If you already know the location of the dock, you easily can move a window to the side of the screen allowing for the size of the dock. First lets get some screen data:
local widthDifference
widthDifference=rwidth(info(“screenrectangle”))-
rwidth(info(“availablescreenrectangle”))
This will give you the width of the dock and if you know the dock is on the right side of the screen and you want to move the window far right:
windowtocorner "right-"+str(widthDifference)
If the dock is on the right and you want to move a window to the left:
windowtocorner "left"
If the dock is on the left and you want to move the window to the far left:
windowtocorner "left+"+str(widthDifference)

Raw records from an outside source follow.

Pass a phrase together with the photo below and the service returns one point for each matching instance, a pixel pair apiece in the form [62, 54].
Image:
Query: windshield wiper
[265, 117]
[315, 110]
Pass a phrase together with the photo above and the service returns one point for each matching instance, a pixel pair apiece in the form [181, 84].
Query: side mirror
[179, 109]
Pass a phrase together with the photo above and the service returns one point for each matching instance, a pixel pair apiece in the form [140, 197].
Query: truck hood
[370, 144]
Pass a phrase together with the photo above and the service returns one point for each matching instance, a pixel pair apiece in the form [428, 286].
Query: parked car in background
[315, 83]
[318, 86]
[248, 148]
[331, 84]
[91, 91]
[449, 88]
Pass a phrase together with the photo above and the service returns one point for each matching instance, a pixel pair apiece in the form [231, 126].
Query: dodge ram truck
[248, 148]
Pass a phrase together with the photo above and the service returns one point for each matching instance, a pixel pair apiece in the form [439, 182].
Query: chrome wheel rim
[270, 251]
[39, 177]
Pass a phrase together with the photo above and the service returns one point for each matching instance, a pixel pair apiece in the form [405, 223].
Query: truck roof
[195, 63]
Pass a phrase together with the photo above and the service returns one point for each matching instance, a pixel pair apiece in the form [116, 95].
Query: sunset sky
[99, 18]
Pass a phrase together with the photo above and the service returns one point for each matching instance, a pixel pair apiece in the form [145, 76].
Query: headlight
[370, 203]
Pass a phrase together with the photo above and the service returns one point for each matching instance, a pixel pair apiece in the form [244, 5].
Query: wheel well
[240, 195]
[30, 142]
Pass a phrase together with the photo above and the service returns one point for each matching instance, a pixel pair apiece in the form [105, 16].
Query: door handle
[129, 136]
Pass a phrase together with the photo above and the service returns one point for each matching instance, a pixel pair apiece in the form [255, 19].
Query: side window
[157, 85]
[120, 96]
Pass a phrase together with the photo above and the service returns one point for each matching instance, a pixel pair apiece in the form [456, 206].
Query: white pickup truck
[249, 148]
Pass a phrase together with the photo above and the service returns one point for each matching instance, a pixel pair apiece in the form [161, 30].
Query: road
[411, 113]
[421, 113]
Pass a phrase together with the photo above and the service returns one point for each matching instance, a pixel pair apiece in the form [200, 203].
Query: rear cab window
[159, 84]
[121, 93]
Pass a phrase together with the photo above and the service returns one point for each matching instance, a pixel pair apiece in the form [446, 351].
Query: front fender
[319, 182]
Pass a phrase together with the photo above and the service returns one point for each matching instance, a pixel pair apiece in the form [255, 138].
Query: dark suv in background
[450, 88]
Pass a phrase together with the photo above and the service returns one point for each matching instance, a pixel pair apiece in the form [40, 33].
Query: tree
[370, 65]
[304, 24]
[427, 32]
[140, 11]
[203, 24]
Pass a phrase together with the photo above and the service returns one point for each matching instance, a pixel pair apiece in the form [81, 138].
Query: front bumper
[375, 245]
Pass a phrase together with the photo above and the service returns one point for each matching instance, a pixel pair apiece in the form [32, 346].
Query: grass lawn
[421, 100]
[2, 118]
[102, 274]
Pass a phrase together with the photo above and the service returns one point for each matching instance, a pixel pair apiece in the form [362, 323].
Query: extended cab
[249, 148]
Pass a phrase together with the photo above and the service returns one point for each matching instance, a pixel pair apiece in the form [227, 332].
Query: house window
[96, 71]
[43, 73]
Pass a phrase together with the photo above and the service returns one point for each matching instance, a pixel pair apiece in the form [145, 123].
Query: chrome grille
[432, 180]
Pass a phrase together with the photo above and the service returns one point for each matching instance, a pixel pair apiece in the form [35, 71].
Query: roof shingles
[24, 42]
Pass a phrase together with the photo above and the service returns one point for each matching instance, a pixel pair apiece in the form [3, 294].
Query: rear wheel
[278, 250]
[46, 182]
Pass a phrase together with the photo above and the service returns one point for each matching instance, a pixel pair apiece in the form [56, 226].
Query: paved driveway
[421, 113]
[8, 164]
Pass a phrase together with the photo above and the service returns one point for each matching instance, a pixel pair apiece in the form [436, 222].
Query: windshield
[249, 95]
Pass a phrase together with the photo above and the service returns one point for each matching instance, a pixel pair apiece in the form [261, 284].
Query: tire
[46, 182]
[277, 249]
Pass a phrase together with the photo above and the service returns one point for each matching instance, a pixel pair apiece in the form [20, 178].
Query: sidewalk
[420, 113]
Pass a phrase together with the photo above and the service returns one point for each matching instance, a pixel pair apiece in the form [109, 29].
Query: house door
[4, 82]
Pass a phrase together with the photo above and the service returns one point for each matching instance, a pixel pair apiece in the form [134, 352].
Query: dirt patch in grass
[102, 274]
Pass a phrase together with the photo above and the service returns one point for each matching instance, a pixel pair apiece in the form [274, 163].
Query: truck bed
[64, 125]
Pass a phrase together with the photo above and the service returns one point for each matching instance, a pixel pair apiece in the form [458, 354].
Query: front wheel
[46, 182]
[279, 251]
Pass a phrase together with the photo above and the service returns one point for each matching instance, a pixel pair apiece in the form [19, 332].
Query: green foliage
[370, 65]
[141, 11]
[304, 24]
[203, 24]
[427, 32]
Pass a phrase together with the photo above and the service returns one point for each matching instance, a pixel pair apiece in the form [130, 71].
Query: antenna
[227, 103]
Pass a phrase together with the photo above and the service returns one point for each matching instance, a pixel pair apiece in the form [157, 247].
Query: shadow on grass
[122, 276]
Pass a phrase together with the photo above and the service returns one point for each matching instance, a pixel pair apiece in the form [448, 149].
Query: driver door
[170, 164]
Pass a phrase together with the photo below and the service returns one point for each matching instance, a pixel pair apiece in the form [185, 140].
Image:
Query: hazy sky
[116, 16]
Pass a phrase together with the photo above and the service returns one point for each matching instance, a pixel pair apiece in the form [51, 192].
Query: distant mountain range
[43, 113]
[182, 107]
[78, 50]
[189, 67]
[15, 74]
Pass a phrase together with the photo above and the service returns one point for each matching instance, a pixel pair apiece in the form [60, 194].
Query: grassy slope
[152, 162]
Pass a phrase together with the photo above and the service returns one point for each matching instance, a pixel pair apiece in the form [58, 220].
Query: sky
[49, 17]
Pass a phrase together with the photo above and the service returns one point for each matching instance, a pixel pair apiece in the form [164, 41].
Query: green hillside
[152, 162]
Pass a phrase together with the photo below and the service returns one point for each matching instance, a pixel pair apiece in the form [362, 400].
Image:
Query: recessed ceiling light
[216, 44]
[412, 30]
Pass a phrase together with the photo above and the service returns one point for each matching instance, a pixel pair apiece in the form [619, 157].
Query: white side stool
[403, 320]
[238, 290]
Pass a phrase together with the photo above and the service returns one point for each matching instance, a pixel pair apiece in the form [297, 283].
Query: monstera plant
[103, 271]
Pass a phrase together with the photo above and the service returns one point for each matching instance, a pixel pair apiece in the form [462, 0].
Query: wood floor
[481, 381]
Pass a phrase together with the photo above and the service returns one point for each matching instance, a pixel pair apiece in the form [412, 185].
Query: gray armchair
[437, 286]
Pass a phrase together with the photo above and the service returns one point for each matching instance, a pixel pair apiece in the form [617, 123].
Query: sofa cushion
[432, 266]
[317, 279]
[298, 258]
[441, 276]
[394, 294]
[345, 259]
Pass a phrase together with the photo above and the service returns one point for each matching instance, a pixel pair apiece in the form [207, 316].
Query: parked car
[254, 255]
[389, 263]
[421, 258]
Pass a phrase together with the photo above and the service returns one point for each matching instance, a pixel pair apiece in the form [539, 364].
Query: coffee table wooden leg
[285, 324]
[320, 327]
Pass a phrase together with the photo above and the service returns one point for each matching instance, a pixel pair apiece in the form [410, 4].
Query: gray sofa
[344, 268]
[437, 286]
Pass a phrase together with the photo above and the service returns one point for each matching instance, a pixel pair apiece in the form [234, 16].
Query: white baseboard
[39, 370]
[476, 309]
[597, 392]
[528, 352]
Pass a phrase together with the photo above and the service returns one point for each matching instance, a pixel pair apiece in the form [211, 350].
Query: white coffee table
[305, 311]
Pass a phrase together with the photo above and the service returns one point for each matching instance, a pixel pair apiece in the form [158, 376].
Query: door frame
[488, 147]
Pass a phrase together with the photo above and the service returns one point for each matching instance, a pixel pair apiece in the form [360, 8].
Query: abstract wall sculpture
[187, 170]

If the dock is on the left and you want to move the window to the far right:
windowtocorner "right"
Since zoomalign
works with the bottom dock then to move a window to the top or bottom of the screen you would just use zoomalign
in the normal way.
But what if you don’t know where the dock is set at the moment. Here is a sneaky way to get that info from the the dock preference .plist file. That file is a binary file and we need to get the information from the xml version of that file. The unix plutil
command will help us here. We first use a shellscript
command to convert the .plist file to xlm, then load it to a variable and then immediately reconvert it back to binary. Once we have the xml version in a variable we can parse out the location of the dock by checking the “orientation” tag. Having this info we can run whichever of the above lines of code we need. Here is the code to get the dock location:
local thePosition,x,y
thePosition=""
x=info(“libraryfolder”)+"Preferences/com.apple.dock.plist"
y=""
shellscript ||| plutil -convert xml1 $«x»$|||,y
thePosition=fileload(info(“libraryfolder”)+
"/Preferences/com.apple.dock.plist")
shellscript ||| plutil -convert binary1 $«x»$|||,y
thePosition=tagdata(tagdata(thePosition,
"<key>orientation</key>","<key>",1),"<string>","</string>",1)
If you want to move a window to the top or bottom of the screen as well as to either side, you would first use the top or bottom code and then follow with the appropriate side code. Of course the easiest option is to simply wait to see if Apple ever fixes the [NSScreen visibleFrame] problem.